Alternativa Socialista/PSOL

A reunião de Boulos com Marcos Pereira, presidente do Republicanos, partido de Flávio e Carlos Bolsonaro, constitui um grave equívoco de orientação política em caminho da frente ampla com o empresariado e um atentado ao projeto político do PSOL. Essa receita foi conhecida (e sofrida) pelo povo do Brasil quando o PT, abandonando o programa fundacional de independência da classe trabalhadora, com Lula a frente, escolheu o caminho das alianças com empresários e partidos da direita que terminaram na tragédia de 2016 e o ilegítimo Temer presidente. Bolsonaro emerge no processo de desilusão de grandes setores com o PT e Lula.

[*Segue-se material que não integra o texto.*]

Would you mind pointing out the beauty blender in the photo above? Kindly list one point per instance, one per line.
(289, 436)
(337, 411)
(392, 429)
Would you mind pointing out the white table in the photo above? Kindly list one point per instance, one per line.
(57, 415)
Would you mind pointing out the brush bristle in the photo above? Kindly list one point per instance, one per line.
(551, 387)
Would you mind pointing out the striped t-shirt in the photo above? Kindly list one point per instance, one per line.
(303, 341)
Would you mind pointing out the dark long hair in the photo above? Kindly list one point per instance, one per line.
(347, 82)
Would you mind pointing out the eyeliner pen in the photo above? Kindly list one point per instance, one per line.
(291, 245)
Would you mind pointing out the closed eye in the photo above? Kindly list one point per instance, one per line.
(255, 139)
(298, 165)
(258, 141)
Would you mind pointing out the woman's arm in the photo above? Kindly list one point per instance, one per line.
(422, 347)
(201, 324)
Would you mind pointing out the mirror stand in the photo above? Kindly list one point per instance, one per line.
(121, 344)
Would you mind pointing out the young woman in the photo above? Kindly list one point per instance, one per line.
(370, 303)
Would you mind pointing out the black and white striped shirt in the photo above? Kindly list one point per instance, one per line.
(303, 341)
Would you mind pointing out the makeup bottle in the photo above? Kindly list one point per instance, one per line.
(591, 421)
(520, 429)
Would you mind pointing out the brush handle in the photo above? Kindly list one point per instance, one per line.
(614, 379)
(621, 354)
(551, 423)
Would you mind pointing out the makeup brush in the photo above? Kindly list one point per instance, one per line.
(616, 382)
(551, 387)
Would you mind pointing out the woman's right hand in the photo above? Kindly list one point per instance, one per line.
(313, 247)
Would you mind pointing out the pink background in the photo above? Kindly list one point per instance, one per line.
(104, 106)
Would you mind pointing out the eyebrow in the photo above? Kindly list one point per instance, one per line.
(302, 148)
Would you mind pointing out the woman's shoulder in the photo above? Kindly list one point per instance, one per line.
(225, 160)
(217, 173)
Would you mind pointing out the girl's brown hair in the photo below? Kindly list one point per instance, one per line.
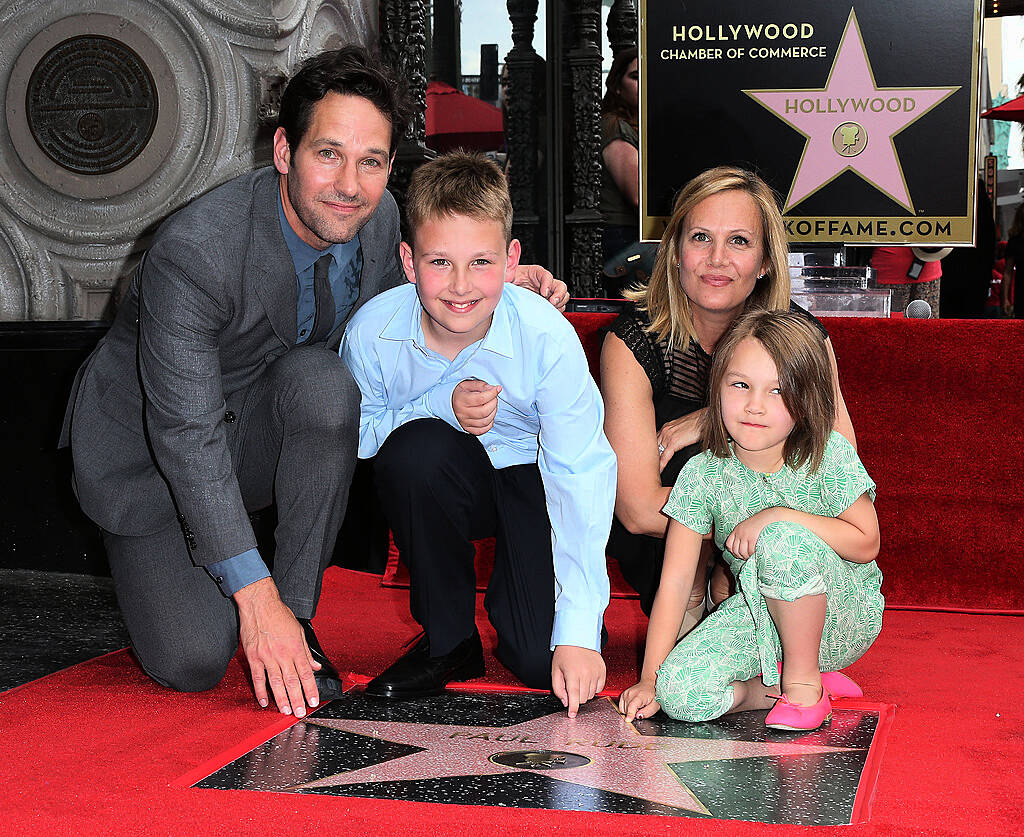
(805, 379)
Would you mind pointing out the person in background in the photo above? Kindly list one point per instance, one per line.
(967, 271)
(621, 155)
(909, 273)
(1014, 259)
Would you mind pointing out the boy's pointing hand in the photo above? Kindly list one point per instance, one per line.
(475, 404)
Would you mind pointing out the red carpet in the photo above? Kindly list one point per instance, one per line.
(95, 749)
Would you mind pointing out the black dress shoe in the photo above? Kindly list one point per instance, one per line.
(328, 680)
(417, 674)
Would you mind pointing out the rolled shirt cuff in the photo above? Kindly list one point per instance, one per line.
(238, 572)
(577, 627)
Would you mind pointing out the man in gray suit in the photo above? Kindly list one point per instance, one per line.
(218, 390)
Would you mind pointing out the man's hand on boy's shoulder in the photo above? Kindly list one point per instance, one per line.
(475, 405)
(577, 675)
(541, 281)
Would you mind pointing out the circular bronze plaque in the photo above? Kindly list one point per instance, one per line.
(91, 105)
(540, 759)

O PSOL surge como projeto político a favor da classe trabalhadora e do povo pobre, nada tem a ver com aqueles que governam para o lucro do 1%. Infelizmente Boulos, ao conversar com o Republicanos sobre as eleições de 2022, parece tomar a direção de uma política equivocada que se distancia das necessidades das maiorias. É necessário esclarecer que isso não pode ser permitido e, muitas e muitos, vamos batalhar contra essa política que pretende se impor no partido, desconhecendo as instâncias internas democráticas. Boulos não fala em nome de todo o PSOL.

O Republicanos, partido ligado à IURD e que abriga parte do bolsonarismo, sustenta o governo genocida de Bolsonaro, responsável pelas milhares de mortes na pandemia da Covid-19 e inimigo número 1 da classe trabalhadora e do povo pobre. É urgente que a Direção Nacional do PSOL e o conjunto das e dos parlamentares respondam publicamente e não legitimem essa reunião com o Republicanos, além da procura por alianças que vão contra as políticas debatidas e votadas pelo partido. O que ocorreu não tem em nada a ver com flexibilidade tática. Nós temos um programa e este programa precisa ser respeitado.